EMS doesn’t have the history of either one of those professions. We do take care of people, and we do it well. There are things that need to be improved on, and as a whole, we are moving in the right direction. And, we spend a large amount of our time driving ambulances.
The earliest establishment of any significant prehospital care was during WWII and the Korean War, in which battlefield medics gave narcotics to wounded soldiers. Korea saw the advent of the use of helicopters to evacuate wounded, but those helicopters wouldn’t make their way into the civilian world for another 20 years.

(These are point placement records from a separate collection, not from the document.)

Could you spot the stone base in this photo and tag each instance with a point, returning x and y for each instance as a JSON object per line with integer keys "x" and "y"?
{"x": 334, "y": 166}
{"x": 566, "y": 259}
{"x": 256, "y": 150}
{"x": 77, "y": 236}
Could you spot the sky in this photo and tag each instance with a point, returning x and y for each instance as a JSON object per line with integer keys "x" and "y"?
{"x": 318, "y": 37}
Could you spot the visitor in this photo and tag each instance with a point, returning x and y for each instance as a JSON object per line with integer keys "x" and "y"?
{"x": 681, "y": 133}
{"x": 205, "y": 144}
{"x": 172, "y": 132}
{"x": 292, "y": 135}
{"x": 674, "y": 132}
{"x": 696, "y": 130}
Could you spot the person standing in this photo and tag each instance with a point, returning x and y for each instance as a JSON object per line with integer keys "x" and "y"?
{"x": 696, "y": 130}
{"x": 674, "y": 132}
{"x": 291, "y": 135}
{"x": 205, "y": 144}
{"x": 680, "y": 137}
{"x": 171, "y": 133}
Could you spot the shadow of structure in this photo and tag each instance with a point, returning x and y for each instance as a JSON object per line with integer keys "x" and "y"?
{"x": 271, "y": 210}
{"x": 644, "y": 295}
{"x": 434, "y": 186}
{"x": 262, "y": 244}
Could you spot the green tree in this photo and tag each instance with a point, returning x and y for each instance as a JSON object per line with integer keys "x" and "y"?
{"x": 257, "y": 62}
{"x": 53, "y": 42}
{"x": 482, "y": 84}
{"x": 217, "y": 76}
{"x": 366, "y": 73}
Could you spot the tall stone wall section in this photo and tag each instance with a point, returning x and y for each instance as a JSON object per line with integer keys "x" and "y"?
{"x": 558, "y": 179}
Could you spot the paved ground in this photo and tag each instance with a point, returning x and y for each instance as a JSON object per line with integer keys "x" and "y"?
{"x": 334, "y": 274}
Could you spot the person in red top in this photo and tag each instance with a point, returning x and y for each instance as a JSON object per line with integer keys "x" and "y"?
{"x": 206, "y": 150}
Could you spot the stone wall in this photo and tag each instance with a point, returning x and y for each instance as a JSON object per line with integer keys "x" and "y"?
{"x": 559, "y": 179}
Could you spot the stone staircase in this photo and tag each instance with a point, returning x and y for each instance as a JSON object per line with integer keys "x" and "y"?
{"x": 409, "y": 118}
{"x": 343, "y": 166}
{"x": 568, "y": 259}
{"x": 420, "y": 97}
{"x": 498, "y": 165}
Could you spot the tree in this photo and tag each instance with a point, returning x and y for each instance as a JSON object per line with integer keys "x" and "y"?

The public does not care that I spent more than 4 years in school to learn how to take care of them. They don’t care than I have 19 post-nominal letters after my name, which were earned in those years of education. (Those letters don’t mean anything, anyway, just that I spend a lot of time in classes.) What the public cares about is their emergency (perceived or real), and getting to the hospital. The public calls an ambulance when they want to be taken to the hospital, and guess what?
We, EMTs and Paramedics, drive the ambulance.

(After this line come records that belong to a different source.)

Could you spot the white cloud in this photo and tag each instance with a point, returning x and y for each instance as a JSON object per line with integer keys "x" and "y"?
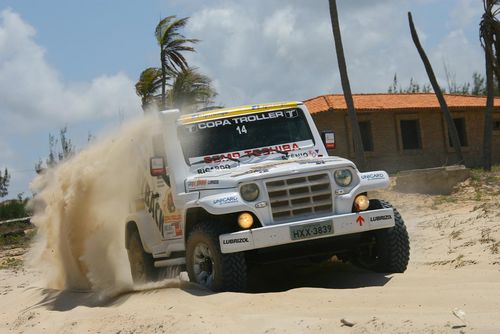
{"x": 269, "y": 50}
{"x": 467, "y": 12}
{"x": 33, "y": 93}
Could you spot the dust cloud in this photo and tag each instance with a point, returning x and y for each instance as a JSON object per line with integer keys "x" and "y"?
{"x": 80, "y": 209}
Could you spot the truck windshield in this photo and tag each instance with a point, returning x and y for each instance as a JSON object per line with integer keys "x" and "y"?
{"x": 239, "y": 134}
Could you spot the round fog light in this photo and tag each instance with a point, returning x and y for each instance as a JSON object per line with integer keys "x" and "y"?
{"x": 245, "y": 220}
{"x": 361, "y": 203}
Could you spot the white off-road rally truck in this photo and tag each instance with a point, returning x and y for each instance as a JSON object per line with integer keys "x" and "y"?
{"x": 226, "y": 189}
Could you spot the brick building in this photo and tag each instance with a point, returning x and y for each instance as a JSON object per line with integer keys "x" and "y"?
{"x": 407, "y": 131}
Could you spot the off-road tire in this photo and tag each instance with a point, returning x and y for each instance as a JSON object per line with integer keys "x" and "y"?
{"x": 141, "y": 263}
{"x": 226, "y": 272}
{"x": 391, "y": 251}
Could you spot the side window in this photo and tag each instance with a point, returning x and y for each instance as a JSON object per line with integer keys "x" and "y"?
{"x": 410, "y": 134}
{"x": 462, "y": 132}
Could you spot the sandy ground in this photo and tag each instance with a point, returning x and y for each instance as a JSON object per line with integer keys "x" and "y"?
{"x": 454, "y": 267}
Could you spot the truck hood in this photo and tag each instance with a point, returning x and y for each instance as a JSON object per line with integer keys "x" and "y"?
{"x": 230, "y": 178}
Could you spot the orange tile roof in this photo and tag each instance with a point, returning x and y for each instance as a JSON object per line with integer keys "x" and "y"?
{"x": 377, "y": 102}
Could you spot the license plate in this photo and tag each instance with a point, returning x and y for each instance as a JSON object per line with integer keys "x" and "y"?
{"x": 312, "y": 230}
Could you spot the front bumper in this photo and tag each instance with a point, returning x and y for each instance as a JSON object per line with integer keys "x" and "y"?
{"x": 275, "y": 235}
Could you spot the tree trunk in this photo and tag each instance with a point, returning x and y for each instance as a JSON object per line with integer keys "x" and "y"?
{"x": 356, "y": 133}
{"x": 488, "y": 121}
{"x": 163, "y": 79}
{"x": 452, "y": 130}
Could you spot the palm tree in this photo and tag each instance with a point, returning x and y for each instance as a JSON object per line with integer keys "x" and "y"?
{"x": 172, "y": 43}
{"x": 346, "y": 87}
{"x": 452, "y": 130}
{"x": 190, "y": 90}
{"x": 489, "y": 34}
{"x": 148, "y": 86}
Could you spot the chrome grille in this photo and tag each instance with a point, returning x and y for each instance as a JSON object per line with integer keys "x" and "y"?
{"x": 300, "y": 196}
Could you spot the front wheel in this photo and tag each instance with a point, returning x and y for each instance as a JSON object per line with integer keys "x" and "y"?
{"x": 207, "y": 266}
{"x": 389, "y": 249}
{"x": 141, "y": 263}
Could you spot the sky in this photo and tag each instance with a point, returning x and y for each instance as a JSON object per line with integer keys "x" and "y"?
{"x": 75, "y": 63}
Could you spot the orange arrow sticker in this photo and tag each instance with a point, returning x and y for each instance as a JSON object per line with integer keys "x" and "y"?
{"x": 360, "y": 220}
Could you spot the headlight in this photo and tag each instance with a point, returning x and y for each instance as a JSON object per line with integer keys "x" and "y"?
{"x": 245, "y": 220}
{"x": 343, "y": 177}
{"x": 249, "y": 192}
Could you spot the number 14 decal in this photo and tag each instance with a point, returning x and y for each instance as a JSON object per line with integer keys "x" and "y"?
{"x": 241, "y": 129}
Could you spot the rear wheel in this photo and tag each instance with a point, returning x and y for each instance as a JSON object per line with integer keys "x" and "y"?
{"x": 141, "y": 263}
{"x": 387, "y": 250}
{"x": 207, "y": 266}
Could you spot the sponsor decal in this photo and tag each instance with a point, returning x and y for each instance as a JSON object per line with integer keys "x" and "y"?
{"x": 235, "y": 241}
{"x": 292, "y": 113}
{"x": 360, "y": 220}
{"x": 197, "y": 183}
{"x": 242, "y": 120}
{"x": 377, "y": 218}
{"x": 225, "y": 200}
{"x": 372, "y": 176}
{"x": 204, "y": 170}
{"x": 172, "y": 230}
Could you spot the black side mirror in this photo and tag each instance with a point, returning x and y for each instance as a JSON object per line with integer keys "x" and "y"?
{"x": 328, "y": 138}
{"x": 157, "y": 166}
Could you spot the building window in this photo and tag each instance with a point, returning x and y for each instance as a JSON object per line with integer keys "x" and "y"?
{"x": 496, "y": 125}
{"x": 365, "y": 128}
{"x": 461, "y": 130}
{"x": 410, "y": 134}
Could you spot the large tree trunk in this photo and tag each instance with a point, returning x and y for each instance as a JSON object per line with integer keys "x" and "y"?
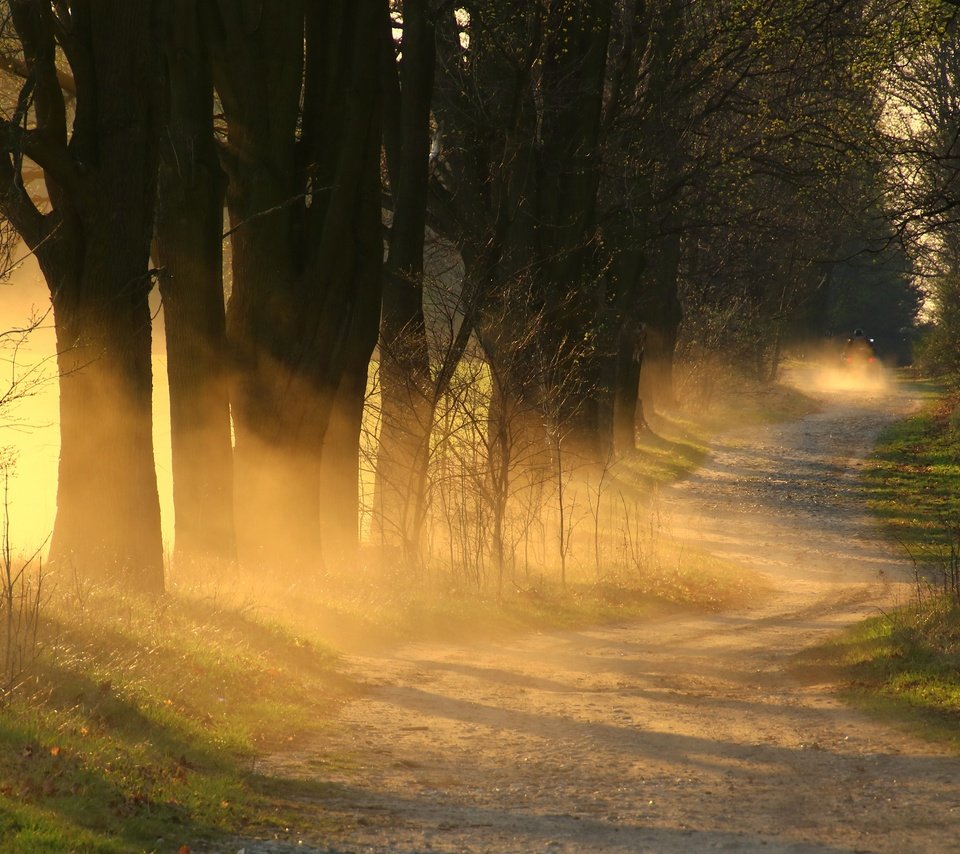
{"x": 406, "y": 387}
{"x": 93, "y": 248}
{"x": 662, "y": 313}
{"x": 307, "y": 252}
{"x": 108, "y": 510}
{"x": 189, "y": 248}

EMS Outside Agitator went on to make several more salient points in his post*, and I agree with the majority of what he has to say. I am not suggesting that we, as members of this profession, refer to ourselves as such. I will never refer to coworkers or colleagues as an “Ambulance Driver” because I recognize that we do much, much more than that.
What I am suggesting is that we stop getting so bent out of shape when that little old lady, or that kid who rarely ventures out of his mother’s basement, or that snooty lawyer in the BMW who just rear-ended the soccer mom, refers to us as “Ambulance Drivers.”
*I felt this was worthy enough to warrant it’s own paragraph, but didn’t fit with the rest of my post.
…but for Chrissakes why can’t we just be honest about our contribution; even if it is running IFTs! There’s nothing wrong with coming up from the bottom as long as the system you’re part of helps you come UP instead of go nowhere.
I think the IFT side of EMS does a valuable service. I thoroughly enjoy IFT, and learned most of my knowledge there. Sure, I learned how to decompress a chest and drop an ET tube on the 911 side, but I learned how to take care of people on the IFT side.